By the rivers of Babylon we sat and wept when we remembered Zion. – Psalm 137:1


Today’s Scripture Reading (April 23, 2014): Psalm 137

We can pretend about a lot of things, but the real condition of our hearts are often revealed by how we mourn – and what drives us into mourning. On March 18, 2012, George Tupou V, the King of Tonga, died. His reign had actually been fairly short – only six years – and yet the news of his death sent the Island nation of Tonga into mourning. In the days following the king’s death, trees and buildings were draped with the colors of mourning – black and purple. The king was treated to a state funeral which featured a procession of 1,000 pall bearers. And the inhabitants of Tonga lined the streets just to have one final chance to say good-bye to their king.

For Tonga, the reality was that while Tupou V’s reign was short, it was extremely effective. In a short six year span the culture of a nation had been changed. Tupou V had started the process of limiting the powers of the monarchy and driving Tonga toward a constitutional democracy. The king had been a forward thinker who had wanted nothing more than to transfer power from the hands of the monarch into the hands of the people. The national identity of the nation was changing with an increase in power being given to those people outside of the Royal Family. For this reason, when the king died, the people responded by an outpouring of mourning and brief that gave honor to their dead king.

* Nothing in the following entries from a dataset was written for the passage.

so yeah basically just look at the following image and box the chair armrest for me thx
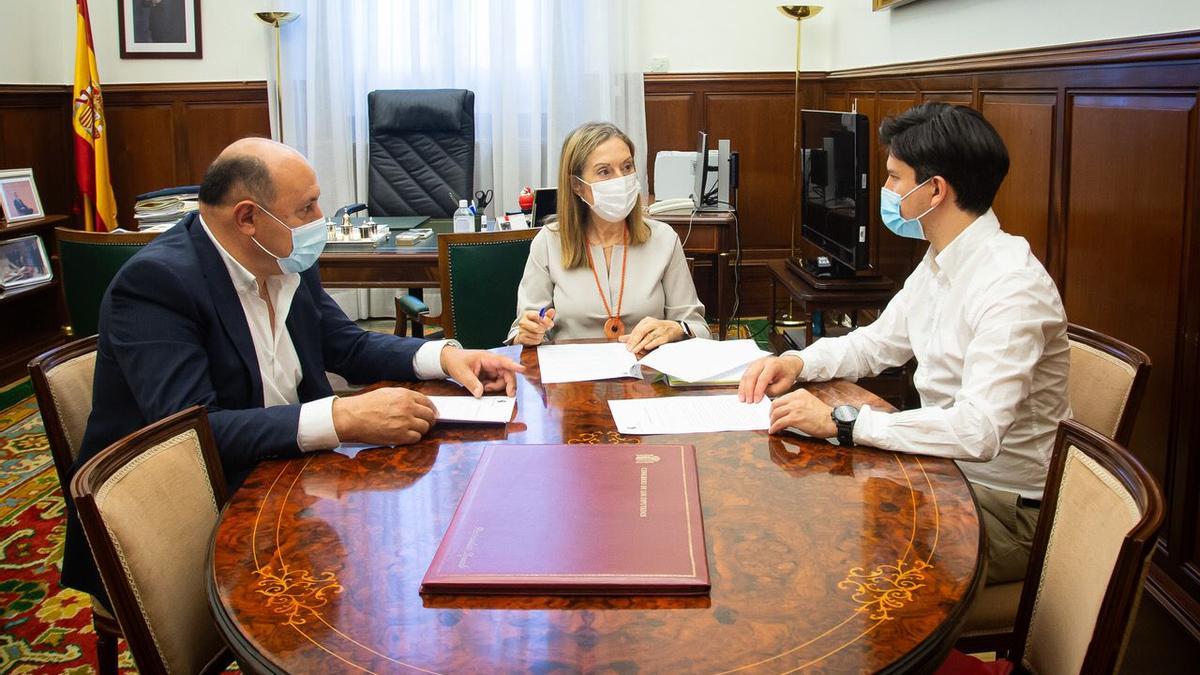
[396,294,431,318]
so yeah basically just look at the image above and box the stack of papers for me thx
[638,339,768,384]
[608,395,770,434]
[427,395,515,424]
[535,339,769,386]
[134,194,198,225]
[333,395,515,459]
[536,343,639,384]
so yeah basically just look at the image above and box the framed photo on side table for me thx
[0,169,44,224]
[118,0,203,59]
[0,235,53,291]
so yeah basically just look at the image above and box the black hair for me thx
[879,103,1009,215]
[197,154,276,206]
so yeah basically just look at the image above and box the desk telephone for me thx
[646,198,696,216]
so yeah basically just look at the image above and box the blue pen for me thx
[538,306,551,320]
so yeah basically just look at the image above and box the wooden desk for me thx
[209,346,984,673]
[318,213,734,338]
[766,260,896,350]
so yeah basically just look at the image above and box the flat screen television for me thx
[799,110,871,277]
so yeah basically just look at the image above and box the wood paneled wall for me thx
[645,73,823,257]
[102,82,270,225]
[0,81,269,381]
[0,87,76,218]
[647,30,1200,638]
[0,82,269,230]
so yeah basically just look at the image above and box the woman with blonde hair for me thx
[507,122,709,351]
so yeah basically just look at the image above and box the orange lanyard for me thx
[586,228,628,338]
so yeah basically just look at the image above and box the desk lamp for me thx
[255,11,300,144]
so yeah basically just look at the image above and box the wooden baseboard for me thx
[1147,563,1200,643]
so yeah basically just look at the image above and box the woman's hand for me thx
[514,308,555,345]
[620,318,685,353]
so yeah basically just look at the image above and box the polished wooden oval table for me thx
[208,345,984,674]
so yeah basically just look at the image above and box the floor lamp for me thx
[255,11,300,144]
[777,5,823,269]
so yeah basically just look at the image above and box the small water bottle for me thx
[453,199,473,233]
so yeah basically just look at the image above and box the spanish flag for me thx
[72,0,117,232]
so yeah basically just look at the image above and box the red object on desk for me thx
[518,186,534,212]
[421,443,710,595]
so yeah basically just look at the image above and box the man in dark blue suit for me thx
[62,137,524,602]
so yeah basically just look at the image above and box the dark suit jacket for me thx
[62,212,427,601]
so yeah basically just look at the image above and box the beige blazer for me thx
[506,218,710,343]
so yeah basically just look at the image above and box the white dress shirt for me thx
[785,210,1070,499]
[199,216,451,452]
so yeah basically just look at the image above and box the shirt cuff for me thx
[851,404,885,448]
[297,396,340,452]
[414,339,463,380]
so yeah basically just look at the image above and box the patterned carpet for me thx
[0,379,137,674]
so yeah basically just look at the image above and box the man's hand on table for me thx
[768,389,836,437]
[738,355,805,403]
[332,387,437,446]
[440,346,525,397]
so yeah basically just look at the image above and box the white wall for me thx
[5,1,1200,85]
[639,0,833,73]
[825,0,1200,71]
[0,0,268,85]
[640,0,1200,73]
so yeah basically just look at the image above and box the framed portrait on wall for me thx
[0,235,53,291]
[0,169,45,224]
[874,0,923,9]
[118,0,203,59]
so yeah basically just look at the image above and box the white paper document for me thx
[608,394,771,435]
[639,338,769,383]
[427,395,516,424]
[536,343,641,384]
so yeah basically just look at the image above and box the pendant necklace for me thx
[586,229,628,339]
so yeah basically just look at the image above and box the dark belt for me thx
[1018,496,1042,509]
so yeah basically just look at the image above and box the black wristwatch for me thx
[831,405,859,446]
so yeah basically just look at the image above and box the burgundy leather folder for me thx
[421,444,710,595]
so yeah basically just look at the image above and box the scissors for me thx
[474,189,494,211]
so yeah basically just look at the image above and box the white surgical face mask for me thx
[880,178,936,240]
[250,205,327,274]
[576,173,640,222]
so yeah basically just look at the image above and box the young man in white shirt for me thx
[739,102,1070,584]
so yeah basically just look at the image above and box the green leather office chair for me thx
[395,229,538,349]
[56,227,159,337]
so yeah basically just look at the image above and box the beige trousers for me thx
[973,482,1042,585]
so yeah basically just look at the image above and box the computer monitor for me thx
[692,131,710,210]
[691,131,735,211]
[799,110,871,277]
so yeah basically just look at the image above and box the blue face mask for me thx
[880,178,936,240]
[251,205,327,274]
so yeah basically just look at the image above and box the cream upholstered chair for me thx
[940,420,1164,674]
[957,324,1152,653]
[1011,421,1163,673]
[28,336,122,675]
[69,406,233,675]
[1064,323,1151,445]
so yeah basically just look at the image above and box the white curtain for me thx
[263,0,647,319]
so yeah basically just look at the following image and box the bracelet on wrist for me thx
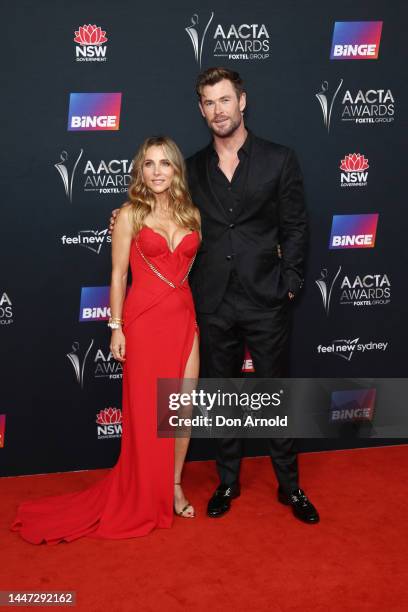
[108,316,123,329]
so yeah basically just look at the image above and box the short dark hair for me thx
[196,67,245,100]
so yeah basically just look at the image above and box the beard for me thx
[210,113,242,138]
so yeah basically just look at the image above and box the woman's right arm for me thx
[109,205,133,362]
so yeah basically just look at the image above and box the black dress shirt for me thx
[208,130,252,216]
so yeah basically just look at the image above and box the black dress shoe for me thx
[207,484,241,518]
[278,488,320,524]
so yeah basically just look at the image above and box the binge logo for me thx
[68,93,121,131]
[80,287,110,321]
[0,415,5,448]
[330,388,376,422]
[330,21,383,60]
[242,346,255,372]
[329,214,379,250]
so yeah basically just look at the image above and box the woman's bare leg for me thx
[174,330,199,517]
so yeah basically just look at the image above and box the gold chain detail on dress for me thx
[135,240,196,288]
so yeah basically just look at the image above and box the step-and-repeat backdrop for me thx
[1,1,406,475]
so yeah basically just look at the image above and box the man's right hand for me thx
[108,208,121,234]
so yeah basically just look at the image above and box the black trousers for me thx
[197,269,299,495]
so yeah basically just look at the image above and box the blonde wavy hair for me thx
[125,136,200,236]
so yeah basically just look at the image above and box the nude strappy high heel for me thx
[174,483,195,518]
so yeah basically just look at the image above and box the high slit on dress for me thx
[11,227,200,544]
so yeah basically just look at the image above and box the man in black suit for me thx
[110,67,319,523]
[186,67,319,523]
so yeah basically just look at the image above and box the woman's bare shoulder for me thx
[114,203,133,234]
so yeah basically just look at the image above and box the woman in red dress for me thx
[11,136,201,544]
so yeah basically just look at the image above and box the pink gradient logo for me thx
[330,21,383,60]
[68,93,121,131]
[331,389,376,421]
[242,346,255,373]
[0,415,5,448]
[330,214,379,249]
[79,286,110,321]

As the exiles settle in Babylon, they too are experiencing a change in their national identity, but it was in the reverse direction. Once they had been an independent nation that had been proud of their position in the world, but now they were defeated, their nation had been destroyed – and the people had been carried into exile. Now, it was a foreign king that ruled over the people of Judea – and the result was that the people were in a deep time of mourning.

And the mourning was not something that the people could hide. The psalmist says that they sat on the banks of a river that they did not know and wept over what it was that had been lost – and there was absolutely nothing that could bring back the comfort the people need to soothe their souls.

But the mystery that the psalmist did not understand was that even then, as the exiles sat far from the rivers of their youth, God was on the move preparing to empower them – to create a national identity that more closely reflected the idea that God had desired for Israel from the very beginning. All that God needed was a leader who would be willing to honor him – and as strange an idea as this would have been for the exiles to try to understand, that leader was not going to be found among the kings of Judah. That mouldable leader would actually end up being a series of mouldable leaders that would start with Nebuchadnezzar, the king that ruled by the rivers of Babylon. God was already at work as he began to restore a nation while it mourned what it was that they had lost. And in the future, the seeds of success for the nation would be planted by the rivers of Babylon.